Factors other than tumour and immune cells must also be considered. Accumulating evidence points to the role of exposures (the exposome) in modulating tumour-immune interactions.7, 8 The microbiome is one such factor. Among all human organs, the colorectum has by far the most abundant amount of microorganisms. The gut and intratumor microbiota have been shown to affect responsiveness to chemotherapy and immunotherapy in gastrointestinal and other cancers.9 Recent molecular pathological epidemiology (MPE) research has provided evidence for influences of fibre-rich diets on the microbiota and carcinogenic process,10 and influences of omega-3 polyunsaturated fatty acids (PUFA) on tumour-immune interactions.11 Robust immune cell assays such as the immunoscore test can drive advancements of integrative immunology-MPE research, which can provide novel evidence for immunomodulatory roles of nutritional, lifestyle, and pharmacological factors including omega-3 PUFA, vitamin D, physical activity, and aspirin.8 Transdisciplinary science of immunology-MPE can also open opportunities to investigate the role of immune biomarkers in selecting patients for interventional use of an immunomodulatory factor.8 Although lagging behind immunotherapeutic advances, the development of cancer immunopreventive strategies is on the horizon.12, 13 Implementing immunomodulatory diets and lifestyle may be cost-effective cancer prevention strategies at the societal level.8

In summary, the study by Pagès et al.5 represents a great step toward standardised immune response measurements for solid tumours. After clinical utility and cost effectiveness are proven, the immunoscore assay can be implemented in clinical settings. The advancement of robust immune assays will upgrade population-scale cancer immunology research. Integrative analyses of exogenous and endogenous factors (including the microbiome) and tumour-immune interactions will enable even more personalised characterisation of cancer toward precision medicine. Widespread use of high-quality tumour-immune interaction analyses will transform clinical and population studies worldwide, which can eventually contribute to global cancer prevention and control.

Acknowledgments

Funding: This work was supported in part by grants from the USA National Institutes of Health (R35 CA197735 to SO), and Nodal Award (to SO) from the Dana-Farber Harvard Cancer Center.

Abbreviations

MPE

molecular pathological epidemiology

MSI

microsatellite instability

PD-1

programmed cell death 1

PUFA

polyunsaturated fatty acid

TIME

Tumor Immunity in the MicroEnvironment

TNM

tumour-node-metastasis

Footnotes

Competing interests: All authors declare that they have no conflicts of interest.

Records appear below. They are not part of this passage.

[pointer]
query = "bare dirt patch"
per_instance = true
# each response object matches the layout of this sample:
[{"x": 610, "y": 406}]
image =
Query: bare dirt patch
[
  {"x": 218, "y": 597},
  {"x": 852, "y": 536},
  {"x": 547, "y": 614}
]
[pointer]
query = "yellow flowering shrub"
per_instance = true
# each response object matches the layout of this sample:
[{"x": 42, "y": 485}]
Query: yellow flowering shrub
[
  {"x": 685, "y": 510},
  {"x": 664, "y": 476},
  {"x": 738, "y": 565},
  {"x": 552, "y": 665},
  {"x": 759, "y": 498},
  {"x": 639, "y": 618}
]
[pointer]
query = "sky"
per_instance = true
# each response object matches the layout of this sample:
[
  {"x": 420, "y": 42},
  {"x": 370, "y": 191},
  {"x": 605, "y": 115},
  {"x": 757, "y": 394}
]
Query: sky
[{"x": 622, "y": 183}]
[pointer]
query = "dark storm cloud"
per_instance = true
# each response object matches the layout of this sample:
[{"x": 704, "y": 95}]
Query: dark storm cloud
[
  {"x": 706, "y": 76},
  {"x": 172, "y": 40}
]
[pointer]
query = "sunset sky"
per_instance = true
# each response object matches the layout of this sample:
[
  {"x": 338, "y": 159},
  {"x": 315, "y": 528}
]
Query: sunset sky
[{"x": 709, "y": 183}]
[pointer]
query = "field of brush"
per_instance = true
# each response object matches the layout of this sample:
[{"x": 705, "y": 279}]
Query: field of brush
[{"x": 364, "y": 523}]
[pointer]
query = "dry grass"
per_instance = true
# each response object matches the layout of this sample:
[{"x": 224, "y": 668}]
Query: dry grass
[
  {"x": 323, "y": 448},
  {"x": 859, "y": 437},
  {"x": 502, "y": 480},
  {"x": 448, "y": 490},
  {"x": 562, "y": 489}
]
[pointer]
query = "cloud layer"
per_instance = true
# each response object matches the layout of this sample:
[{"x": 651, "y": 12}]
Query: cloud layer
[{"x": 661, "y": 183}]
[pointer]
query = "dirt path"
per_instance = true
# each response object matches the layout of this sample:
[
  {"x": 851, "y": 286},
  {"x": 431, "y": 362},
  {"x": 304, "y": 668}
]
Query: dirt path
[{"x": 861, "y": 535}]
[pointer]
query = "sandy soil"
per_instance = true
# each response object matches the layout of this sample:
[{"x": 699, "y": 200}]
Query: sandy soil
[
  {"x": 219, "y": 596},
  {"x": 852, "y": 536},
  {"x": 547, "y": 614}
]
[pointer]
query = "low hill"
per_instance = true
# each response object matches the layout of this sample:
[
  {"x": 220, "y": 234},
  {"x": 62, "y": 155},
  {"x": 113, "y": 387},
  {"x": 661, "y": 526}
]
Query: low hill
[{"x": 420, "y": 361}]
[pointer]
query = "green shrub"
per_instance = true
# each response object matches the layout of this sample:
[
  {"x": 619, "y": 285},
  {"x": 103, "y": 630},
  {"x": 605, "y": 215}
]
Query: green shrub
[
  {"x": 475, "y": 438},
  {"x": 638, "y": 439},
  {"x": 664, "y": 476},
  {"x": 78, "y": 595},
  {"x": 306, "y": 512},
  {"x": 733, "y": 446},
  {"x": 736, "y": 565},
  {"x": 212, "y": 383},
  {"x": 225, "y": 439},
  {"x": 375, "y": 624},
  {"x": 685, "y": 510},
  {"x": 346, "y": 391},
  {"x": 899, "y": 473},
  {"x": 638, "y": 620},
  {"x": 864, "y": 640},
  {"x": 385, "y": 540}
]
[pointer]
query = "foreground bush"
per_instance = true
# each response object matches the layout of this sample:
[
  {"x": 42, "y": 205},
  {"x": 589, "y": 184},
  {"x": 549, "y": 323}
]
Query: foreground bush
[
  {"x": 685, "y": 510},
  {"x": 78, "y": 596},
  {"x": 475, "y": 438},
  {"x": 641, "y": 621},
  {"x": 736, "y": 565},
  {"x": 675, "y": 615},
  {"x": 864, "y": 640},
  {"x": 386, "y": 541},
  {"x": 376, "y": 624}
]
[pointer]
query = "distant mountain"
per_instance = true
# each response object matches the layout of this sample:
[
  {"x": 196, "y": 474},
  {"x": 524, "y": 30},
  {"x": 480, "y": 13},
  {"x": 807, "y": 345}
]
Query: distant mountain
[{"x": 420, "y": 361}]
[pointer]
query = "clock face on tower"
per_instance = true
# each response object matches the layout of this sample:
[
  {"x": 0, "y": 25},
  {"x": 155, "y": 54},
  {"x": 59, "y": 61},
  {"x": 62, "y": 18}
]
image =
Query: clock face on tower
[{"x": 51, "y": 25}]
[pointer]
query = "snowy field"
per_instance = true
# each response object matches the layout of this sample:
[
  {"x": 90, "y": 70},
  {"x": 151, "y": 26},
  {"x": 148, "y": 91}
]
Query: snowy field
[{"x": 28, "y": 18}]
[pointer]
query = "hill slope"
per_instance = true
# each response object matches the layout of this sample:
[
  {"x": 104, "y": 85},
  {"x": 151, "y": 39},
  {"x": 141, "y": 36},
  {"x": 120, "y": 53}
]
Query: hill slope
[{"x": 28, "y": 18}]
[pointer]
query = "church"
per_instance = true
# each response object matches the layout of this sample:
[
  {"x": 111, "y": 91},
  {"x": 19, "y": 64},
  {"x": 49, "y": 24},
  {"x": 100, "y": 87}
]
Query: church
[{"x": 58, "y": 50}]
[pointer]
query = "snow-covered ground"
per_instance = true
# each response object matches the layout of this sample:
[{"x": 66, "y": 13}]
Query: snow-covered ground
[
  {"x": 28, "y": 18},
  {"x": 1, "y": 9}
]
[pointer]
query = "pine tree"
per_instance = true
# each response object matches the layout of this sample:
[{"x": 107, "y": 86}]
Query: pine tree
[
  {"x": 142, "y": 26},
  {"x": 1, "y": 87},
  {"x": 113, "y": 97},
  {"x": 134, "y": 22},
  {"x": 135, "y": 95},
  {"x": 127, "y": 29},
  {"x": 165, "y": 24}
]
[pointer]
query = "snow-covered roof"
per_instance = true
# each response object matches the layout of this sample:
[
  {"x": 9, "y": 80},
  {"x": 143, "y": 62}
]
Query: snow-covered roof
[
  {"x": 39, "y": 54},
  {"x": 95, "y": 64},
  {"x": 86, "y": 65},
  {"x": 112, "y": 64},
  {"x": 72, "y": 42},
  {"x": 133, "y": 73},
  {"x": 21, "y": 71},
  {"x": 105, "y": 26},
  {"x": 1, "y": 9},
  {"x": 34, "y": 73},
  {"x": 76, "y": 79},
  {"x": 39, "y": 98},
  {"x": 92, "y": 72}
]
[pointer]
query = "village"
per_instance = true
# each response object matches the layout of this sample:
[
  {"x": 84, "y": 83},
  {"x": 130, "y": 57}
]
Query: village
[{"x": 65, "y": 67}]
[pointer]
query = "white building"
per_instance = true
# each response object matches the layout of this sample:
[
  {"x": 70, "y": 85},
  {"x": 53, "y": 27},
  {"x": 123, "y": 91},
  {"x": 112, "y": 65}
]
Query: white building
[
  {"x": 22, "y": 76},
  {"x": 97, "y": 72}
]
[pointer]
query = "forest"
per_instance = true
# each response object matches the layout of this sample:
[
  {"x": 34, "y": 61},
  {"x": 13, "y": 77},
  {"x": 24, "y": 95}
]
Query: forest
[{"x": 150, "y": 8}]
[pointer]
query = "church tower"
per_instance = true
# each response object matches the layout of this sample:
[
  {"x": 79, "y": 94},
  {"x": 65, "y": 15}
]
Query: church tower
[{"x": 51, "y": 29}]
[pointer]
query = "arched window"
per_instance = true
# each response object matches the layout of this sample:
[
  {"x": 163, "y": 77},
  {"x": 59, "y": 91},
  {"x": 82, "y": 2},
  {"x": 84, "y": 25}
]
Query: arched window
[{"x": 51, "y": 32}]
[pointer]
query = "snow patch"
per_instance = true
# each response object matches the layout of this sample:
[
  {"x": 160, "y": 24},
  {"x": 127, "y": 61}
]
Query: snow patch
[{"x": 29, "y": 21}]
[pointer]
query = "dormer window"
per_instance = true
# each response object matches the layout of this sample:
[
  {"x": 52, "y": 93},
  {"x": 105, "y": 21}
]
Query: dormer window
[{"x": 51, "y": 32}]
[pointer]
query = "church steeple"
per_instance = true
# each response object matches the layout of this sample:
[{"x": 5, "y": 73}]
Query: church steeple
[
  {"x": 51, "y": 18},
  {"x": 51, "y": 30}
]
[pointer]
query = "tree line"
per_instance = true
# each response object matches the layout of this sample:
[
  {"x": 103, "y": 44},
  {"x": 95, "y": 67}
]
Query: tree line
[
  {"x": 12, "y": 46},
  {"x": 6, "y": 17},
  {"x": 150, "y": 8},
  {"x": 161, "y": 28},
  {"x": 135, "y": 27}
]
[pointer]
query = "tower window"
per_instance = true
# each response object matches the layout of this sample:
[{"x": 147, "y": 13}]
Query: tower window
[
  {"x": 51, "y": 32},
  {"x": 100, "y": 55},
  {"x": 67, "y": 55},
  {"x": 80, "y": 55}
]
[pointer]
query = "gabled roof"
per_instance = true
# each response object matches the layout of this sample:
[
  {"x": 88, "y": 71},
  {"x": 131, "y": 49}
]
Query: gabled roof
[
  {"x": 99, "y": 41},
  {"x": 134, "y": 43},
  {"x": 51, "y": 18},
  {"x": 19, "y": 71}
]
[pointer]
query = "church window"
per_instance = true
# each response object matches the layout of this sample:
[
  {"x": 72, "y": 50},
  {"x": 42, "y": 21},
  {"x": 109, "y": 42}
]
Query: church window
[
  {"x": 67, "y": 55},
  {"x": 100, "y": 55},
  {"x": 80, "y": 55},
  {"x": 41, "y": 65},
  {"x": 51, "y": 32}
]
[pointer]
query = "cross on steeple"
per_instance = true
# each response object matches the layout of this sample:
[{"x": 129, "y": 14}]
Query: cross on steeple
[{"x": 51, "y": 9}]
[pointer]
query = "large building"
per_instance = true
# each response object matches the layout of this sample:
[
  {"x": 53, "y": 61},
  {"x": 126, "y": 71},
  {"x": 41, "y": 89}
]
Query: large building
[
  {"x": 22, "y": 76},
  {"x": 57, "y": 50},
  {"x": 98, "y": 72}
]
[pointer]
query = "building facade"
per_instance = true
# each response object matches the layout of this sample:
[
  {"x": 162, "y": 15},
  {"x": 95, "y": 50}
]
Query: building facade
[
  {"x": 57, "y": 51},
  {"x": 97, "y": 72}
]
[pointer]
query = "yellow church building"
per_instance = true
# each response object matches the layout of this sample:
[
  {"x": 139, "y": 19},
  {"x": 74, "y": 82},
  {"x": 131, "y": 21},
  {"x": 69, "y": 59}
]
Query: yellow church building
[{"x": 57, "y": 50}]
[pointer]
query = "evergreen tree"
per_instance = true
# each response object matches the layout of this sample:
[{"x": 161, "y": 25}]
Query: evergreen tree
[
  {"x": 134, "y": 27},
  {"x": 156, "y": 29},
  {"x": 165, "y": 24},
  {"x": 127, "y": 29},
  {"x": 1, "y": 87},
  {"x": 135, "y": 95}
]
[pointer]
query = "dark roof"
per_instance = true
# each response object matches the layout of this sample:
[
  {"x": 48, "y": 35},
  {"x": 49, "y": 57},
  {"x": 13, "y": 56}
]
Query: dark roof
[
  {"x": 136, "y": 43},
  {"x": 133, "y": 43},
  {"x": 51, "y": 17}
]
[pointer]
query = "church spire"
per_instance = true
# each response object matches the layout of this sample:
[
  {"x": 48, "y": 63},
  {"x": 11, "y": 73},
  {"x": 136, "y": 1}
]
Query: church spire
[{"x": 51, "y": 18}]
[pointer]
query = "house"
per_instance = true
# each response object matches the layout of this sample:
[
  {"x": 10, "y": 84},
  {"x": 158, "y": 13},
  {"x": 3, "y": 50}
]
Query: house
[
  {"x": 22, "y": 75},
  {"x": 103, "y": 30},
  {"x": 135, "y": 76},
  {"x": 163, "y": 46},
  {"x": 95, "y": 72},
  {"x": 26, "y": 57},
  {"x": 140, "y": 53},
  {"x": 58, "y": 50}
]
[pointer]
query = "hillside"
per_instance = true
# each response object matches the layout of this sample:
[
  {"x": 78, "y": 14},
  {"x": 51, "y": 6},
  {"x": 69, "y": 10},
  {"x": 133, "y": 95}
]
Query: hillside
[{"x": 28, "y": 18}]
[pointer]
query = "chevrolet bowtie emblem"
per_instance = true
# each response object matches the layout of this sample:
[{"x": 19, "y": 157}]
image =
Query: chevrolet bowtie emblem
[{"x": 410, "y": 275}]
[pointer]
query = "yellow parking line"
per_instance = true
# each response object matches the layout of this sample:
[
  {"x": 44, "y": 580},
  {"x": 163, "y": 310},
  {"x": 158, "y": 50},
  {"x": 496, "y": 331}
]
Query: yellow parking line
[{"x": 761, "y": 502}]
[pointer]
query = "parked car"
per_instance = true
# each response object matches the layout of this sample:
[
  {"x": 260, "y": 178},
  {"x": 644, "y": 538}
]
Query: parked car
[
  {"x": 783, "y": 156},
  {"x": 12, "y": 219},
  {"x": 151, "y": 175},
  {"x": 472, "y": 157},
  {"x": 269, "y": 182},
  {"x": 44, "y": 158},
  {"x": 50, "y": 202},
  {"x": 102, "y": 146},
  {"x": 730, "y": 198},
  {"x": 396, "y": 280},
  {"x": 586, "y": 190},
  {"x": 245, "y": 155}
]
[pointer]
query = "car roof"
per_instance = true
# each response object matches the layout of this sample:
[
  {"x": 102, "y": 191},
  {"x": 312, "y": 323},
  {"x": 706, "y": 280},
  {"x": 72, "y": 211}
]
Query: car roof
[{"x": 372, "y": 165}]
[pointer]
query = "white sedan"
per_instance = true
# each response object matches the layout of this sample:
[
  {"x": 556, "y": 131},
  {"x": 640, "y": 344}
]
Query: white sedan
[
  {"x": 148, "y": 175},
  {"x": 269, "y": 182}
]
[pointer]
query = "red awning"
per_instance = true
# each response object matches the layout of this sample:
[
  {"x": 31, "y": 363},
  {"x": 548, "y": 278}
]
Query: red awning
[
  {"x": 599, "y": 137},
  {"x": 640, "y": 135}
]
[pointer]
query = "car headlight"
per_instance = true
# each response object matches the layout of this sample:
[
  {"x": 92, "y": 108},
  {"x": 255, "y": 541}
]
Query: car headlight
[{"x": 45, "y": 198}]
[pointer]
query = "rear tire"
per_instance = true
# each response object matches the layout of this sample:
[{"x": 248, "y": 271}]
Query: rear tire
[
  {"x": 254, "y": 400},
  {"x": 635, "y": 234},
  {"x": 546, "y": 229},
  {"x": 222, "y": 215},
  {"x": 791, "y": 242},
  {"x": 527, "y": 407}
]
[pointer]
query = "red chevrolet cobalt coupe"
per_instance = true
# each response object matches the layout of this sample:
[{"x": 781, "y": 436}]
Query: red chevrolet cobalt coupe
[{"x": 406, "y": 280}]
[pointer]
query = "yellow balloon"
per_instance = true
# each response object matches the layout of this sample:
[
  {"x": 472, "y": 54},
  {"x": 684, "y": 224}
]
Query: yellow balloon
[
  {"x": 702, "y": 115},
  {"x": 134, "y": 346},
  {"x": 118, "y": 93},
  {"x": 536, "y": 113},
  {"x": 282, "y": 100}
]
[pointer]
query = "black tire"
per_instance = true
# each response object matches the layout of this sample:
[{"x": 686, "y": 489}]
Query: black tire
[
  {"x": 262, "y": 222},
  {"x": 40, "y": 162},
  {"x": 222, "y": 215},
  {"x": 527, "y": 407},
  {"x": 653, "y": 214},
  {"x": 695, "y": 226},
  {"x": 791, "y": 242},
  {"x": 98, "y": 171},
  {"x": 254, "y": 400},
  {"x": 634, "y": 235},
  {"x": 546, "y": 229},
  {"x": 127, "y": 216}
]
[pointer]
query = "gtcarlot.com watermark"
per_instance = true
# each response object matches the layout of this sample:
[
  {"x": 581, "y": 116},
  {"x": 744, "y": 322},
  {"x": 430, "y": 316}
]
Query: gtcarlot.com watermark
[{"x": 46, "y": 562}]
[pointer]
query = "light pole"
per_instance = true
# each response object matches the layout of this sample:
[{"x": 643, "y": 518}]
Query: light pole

Use of standardised official symbols: We use Human Genome Organisation (HUGO)-approved official symbols (or root symbols) for genes and gene products, including CD3, CD8, CD274, CTLA4, and PDCD1; all of which are described at www.genenames.org. The official symbols are italicised, to differentiate from non-italicised colloquial names that are used along with the official symbols. This format enables readers to familiarise the official symbols for genes and gene products together with common colloquial names.